I started creating in: I began painting as soon as I could hold a brush, completed my BFA in Studio Art at Michigan State University and have been creating professionally since 2010.
I am a full time / part-time artist: Full time.
A common misconception about contemporary artists is: I think a lot of people still tend to relate contemporary artists to the ‘starving artist’ model of days past. While it’s not an easy career choice by any means, we have never had so much potential for reach and growth than we do in this digital age. With a few taps on a screen and clicks of a mouse we can find and connect with people who enjoy our work and want to have it in their space. It’s an amazing time to be an artist.

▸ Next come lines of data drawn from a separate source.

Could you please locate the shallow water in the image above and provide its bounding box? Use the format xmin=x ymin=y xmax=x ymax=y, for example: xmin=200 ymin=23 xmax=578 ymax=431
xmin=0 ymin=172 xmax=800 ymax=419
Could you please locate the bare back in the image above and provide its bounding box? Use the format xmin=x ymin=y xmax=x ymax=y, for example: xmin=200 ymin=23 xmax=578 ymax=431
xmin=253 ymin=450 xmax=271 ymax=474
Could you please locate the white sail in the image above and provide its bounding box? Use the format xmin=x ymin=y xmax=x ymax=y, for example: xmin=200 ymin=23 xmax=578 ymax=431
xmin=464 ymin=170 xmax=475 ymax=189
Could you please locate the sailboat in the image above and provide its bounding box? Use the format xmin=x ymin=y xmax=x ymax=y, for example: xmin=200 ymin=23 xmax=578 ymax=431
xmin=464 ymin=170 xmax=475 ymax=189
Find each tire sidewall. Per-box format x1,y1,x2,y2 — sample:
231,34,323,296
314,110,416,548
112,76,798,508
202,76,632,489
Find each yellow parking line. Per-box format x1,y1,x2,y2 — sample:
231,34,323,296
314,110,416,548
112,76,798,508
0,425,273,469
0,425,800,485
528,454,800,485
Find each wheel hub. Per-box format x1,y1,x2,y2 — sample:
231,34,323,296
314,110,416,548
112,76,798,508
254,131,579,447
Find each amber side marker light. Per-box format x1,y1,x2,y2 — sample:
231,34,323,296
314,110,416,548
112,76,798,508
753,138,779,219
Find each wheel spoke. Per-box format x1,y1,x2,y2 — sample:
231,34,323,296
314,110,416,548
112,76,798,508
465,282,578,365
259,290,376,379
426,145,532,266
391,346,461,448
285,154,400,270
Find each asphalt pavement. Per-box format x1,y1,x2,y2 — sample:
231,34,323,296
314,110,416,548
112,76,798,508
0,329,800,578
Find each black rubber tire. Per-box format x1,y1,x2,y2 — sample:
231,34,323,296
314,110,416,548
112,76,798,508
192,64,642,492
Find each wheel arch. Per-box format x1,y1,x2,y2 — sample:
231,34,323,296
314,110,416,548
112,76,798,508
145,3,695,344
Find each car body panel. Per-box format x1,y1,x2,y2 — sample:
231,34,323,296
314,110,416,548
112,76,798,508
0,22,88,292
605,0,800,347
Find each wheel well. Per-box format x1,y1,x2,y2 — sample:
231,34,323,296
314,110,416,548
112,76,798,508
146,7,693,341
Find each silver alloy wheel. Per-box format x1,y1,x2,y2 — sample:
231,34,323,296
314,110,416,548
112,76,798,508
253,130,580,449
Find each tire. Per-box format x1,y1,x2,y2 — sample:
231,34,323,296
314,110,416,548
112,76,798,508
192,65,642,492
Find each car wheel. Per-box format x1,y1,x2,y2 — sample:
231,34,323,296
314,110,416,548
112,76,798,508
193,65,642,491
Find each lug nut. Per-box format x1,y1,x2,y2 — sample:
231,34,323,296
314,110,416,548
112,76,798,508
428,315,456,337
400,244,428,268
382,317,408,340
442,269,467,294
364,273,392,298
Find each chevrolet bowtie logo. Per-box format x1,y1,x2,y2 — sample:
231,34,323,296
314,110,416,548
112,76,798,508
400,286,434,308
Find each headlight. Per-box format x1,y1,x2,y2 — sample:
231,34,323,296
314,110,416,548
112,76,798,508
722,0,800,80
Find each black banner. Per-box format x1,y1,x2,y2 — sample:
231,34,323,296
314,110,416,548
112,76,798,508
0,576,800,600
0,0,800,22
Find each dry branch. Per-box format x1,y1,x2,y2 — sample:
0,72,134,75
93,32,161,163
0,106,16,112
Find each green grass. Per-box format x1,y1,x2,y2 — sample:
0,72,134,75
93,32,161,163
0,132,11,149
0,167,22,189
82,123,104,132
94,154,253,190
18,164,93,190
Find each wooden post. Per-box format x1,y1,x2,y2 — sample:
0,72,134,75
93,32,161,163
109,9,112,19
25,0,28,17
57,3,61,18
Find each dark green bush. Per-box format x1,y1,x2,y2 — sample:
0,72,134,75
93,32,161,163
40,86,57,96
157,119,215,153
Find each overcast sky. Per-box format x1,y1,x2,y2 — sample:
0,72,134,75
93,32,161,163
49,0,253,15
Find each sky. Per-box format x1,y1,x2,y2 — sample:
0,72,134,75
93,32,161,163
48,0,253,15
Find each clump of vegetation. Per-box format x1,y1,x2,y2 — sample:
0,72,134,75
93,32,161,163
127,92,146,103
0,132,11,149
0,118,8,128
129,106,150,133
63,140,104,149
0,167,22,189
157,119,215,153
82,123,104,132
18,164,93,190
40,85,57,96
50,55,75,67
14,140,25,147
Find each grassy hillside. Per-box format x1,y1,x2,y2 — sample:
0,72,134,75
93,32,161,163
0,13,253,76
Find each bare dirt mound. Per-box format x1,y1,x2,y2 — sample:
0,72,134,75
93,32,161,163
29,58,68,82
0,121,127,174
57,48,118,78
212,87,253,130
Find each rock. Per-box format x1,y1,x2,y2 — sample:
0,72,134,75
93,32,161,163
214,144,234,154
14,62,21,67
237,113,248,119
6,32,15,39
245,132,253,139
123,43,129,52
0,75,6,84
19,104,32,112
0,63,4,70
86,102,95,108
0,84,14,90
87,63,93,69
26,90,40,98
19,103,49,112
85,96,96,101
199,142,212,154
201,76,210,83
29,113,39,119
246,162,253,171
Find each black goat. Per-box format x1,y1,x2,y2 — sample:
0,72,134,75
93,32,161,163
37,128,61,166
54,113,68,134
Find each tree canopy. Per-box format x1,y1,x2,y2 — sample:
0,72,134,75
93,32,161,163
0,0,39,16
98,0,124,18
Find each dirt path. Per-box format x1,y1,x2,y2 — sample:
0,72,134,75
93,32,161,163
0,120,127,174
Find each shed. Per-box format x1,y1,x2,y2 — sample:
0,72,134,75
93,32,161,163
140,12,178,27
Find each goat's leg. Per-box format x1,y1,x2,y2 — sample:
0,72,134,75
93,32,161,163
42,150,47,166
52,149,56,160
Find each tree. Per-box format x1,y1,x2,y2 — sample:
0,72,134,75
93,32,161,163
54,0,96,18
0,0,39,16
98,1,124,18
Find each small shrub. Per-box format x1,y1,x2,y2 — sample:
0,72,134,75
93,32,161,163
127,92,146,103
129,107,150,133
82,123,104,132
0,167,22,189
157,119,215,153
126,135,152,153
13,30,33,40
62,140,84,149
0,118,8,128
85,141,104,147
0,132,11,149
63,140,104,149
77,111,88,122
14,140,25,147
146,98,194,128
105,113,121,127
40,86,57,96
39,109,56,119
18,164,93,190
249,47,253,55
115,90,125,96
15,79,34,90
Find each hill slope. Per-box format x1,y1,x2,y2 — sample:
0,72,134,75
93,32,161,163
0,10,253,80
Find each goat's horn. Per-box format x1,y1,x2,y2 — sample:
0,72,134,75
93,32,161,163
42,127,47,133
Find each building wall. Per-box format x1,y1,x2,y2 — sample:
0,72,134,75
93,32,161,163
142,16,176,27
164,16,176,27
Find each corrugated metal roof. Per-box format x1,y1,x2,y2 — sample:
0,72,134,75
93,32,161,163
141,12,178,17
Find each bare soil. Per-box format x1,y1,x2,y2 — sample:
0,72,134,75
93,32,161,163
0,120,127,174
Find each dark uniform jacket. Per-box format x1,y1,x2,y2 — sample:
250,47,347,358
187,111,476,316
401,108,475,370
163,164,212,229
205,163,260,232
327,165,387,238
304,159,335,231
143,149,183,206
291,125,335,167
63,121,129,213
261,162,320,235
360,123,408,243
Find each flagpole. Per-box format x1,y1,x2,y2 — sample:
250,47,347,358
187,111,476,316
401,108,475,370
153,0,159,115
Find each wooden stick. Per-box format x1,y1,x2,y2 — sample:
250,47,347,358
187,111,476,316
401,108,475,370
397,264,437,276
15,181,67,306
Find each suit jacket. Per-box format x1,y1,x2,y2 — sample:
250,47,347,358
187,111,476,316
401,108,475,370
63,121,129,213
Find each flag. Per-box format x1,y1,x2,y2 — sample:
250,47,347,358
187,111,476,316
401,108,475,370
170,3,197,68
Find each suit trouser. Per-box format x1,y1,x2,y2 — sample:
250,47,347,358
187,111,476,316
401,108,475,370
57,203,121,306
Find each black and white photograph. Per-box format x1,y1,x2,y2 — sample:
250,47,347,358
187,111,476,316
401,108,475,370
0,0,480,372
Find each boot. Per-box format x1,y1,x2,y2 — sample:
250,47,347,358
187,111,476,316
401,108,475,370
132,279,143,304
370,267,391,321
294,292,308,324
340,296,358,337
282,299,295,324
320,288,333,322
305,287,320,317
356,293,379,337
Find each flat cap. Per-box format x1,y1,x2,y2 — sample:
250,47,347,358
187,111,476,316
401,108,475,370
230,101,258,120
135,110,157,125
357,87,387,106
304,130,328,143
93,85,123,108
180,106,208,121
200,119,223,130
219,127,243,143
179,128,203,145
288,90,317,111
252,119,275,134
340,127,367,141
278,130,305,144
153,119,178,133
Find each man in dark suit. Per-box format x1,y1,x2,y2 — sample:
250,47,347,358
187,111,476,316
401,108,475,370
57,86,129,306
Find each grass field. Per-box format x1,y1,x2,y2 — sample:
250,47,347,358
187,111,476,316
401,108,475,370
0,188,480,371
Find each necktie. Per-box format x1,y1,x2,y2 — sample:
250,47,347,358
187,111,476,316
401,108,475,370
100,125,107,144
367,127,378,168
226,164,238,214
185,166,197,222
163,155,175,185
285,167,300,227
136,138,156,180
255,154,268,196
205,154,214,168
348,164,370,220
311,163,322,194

The most surprising thing I’ve discovered about collectors is: I assumed that most collectors would be in New York, LA or London. It is amazing to learn where my pieces are headed – the ability to see/purchase/ship work across the globe is incredible.
My most unorthodox source of inspiration is: I find most of my inspiration in being outside surrounded by scenery that moves me and stirs me to create. Occasionally, I’ll feel that same spark of inspiration when inside a video game surrounded by graphics that mimic that same feeling of awe. Overlapping textures, fog effects, atmospheric music – these aren’t part of the ‘natural’ world, but I still find inspiration in their midst.
The one piece of advice I would give people who want to start collecting art is: Collect work that means something to you. Find work that resonates in your soul, that echoes your spark and feels like an extension of yourself. It will always speak to a part of you.
A few more questions. Living or dead…
…what artist would you follow on Instagram? Georgia O’Keefe and Mark Rothko.
Mark Rothko in front of “No.7”, 1960
…what artist would you most like to have drinks with? I’d like to have drinks with Helen Frankenthaler. We share a birthday and I’ve always been enamored with her work. I’d love to meet for drinks – but maybe not even talk about art, just talk about what she did that day or what she plans to do tomorrow. To sit and and bask in the glow of her genius in an everyday setting would be amazing.